Wall Street analysts had hoped the housing market would show signs of life in 2024. Instead, it remained stagnant.
That’s largely due to a bumpy road for mortgage rates this year, along with low supply and record home prices.In January, the average 30-year fixed mortgage rate hovered around 6.6%. according to Freddie Mac.
Now, despite the ups and downs, the exchange rate is hovering around the same level. It stood at 6.72% by Wednesday, compared with 6.6% a week ago. according to Freddie Mac.

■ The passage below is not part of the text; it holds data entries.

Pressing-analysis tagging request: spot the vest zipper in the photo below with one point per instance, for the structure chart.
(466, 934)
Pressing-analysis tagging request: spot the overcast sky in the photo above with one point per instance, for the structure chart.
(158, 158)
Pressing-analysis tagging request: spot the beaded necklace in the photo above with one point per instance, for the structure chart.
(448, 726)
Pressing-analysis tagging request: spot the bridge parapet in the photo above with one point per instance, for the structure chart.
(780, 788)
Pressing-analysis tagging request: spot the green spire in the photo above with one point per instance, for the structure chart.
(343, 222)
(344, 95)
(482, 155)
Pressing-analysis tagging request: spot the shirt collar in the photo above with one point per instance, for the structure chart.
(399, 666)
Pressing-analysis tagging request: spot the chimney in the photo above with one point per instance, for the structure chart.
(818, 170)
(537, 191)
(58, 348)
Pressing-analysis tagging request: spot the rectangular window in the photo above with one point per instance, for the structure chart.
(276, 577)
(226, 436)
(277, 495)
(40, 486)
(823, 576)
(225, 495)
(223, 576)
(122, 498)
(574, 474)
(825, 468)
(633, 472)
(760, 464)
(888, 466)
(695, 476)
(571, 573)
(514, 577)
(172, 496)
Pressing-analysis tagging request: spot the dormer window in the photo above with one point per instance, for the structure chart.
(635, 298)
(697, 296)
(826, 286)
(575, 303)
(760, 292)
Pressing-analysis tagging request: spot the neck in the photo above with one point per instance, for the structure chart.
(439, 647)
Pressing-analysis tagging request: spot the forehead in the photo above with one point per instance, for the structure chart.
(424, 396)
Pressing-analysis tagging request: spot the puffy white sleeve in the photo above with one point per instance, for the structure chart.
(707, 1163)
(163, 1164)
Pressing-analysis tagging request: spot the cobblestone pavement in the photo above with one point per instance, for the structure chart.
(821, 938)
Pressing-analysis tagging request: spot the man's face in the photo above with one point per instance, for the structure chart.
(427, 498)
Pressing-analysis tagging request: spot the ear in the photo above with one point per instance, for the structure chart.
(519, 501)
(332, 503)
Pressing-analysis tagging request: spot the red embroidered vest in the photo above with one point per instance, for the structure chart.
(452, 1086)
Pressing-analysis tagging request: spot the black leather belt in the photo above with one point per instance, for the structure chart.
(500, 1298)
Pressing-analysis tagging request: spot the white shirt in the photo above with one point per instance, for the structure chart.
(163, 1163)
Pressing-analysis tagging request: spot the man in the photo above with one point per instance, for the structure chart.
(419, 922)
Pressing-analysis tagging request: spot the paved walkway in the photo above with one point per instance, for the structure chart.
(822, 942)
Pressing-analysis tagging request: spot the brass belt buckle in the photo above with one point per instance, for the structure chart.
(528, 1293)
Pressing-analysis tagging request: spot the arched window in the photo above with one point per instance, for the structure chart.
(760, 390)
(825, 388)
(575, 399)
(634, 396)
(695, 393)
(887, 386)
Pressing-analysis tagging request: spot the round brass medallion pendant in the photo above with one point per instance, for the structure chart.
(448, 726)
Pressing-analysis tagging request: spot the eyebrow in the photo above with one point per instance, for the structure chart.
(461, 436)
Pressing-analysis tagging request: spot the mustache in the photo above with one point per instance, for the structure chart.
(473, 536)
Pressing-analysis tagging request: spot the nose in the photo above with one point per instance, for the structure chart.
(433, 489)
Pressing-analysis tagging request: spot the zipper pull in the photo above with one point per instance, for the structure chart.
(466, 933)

Because the cost of borrowing hasn’t fallen, it hasn’t caused any significant movement in buying and selling activity. In fact, pre-owned home sales are poised to set a record for the worst year since 1995.
“I thought this year we’d see the housing market freeze start to thaw and we’d see some activity,” Windermere Real Estate Chief Economist Jeff Tucker said in an interview.
Housing activity had a difficult start this year. Mortgage rates, which had been falling until 2023, rose, then started to rise again in February, with the average 30-year rate hitting 6.77 percent midway through the month. Freddie Mac data.
Adding to the pressure of rising interest rates, the National Association of Realtors (NAR) reported that the median home sale price rose 5.7% from last February, marking the eighth consecutive month of year-over-year price increases.
High home prices put off many budget-conscious buyers Pending home sales, a forward-looking measure of home sales based on contract signings, fell 7% year-over-year in February.
However, there were reasons for optimism. Data from Redfin showed this new listings up 10% Year-over-year in the four weeks ending Feb. 18, the biggest gain in two months as homeowners took advantage of rising home prices.
“Inventory did improve, but remained tight in many markets, sales activity was weak and mortgage rates were choppy,” Ali Wolf, Zonda’s chief economist, told Yahoo Finance.
Wall Street analysts had hoped that the housing market would recover in 2024. Instead, it remained stagnant. Pre-owned home sales are on track for the worst year since 1995. (Photo by Paul Bersebach/MediaNews Group/Orange County Register via Getty Images) ·MediaNews Group/Orange County Register via Getty Images via Getty Images
Despite an early round of buying activity, that didn’t lead to sales of existing homes falling 4.3% to a seasonally adjusted 4.19 million per NAR up about 7%further contributing to the slowdown.
“A lot of people were surprised that home prices didn’t go down as mortgage rates went up. This showed us that the supply and demand imbalance is stronger than the cost of borrowing,” Wolff said.
By summer, mortgage rates reversed course and began to decline as new data have shown that inflation was slowing down. In June, the Fed held interest rates steady and predicted one rate cut for the year.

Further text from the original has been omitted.